Another important consideration is that of sample size.
This very much depends on the relative sizes of sections S and M. If, for instance, section S is 1024 bits long, section M is 1048576 bits, section S error rate is 1 in le6 and section M error rate 1 in le7, then on average section S would only report an error every 1024 samples. Although the error rate in section M will be less than this because it is 1000 times larger, the number of bits in error could be quite large, e.g. 100. This is an unacceptably large number. There are various ways to reduce this disparity and increase the safety margin:
spatial and temporal. Spatially, to strike a better balance between the relative sizes of section S and M, and temporally to adjust the safety factor between the S and M refresh rates so that the S rate is, e.g., x10 of the M rate rather than x2.

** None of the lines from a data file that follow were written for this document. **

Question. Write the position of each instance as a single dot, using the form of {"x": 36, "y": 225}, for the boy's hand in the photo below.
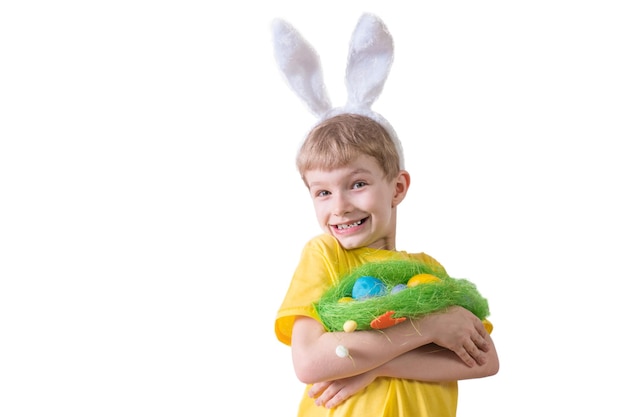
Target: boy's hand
{"x": 460, "y": 331}
{"x": 330, "y": 394}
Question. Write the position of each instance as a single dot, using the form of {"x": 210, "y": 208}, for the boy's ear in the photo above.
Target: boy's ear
{"x": 402, "y": 182}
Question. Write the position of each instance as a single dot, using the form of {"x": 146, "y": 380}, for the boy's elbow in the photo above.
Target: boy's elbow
{"x": 305, "y": 372}
{"x": 308, "y": 371}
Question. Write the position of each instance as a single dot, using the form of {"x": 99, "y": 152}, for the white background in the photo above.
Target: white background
{"x": 151, "y": 214}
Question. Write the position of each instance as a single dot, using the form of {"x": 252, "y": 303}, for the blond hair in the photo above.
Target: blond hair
{"x": 339, "y": 140}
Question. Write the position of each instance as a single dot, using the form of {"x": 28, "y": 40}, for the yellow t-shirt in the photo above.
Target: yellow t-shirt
{"x": 322, "y": 264}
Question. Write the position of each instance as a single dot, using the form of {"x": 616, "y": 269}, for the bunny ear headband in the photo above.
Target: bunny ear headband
{"x": 369, "y": 60}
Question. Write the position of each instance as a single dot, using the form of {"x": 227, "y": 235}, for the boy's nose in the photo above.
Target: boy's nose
{"x": 341, "y": 205}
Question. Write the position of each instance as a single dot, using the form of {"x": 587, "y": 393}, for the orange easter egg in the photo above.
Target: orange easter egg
{"x": 421, "y": 279}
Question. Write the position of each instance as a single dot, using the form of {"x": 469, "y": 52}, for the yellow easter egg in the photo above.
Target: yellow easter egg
{"x": 349, "y": 326}
{"x": 421, "y": 279}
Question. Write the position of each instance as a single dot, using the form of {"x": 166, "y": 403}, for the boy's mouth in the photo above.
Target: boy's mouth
{"x": 345, "y": 226}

The error rate in section S will be dependent upon the pattern stored in the memory chip. For instance, if a cell with charge is surrounded on the chip by discharged cells then it will leak at a higher rate than one
surrounded by charged cells. This effect can therefore be used to increase the sensitivity of the technique by selecting just such awkward patterns. However, the mapping between the logical address and physical cell placement on a memory chip is not normally straightforward and it would be necessary to obtain the information to derive the necessary pattern on a manufacturer by
manufacturer basis.
It is, of course, possible to integrate the essence of the above-described technique onto a memory chip itself. This would be an effective solution which could be combined with existing system architectures for very low power systems, e.g. systems powered by small batteries.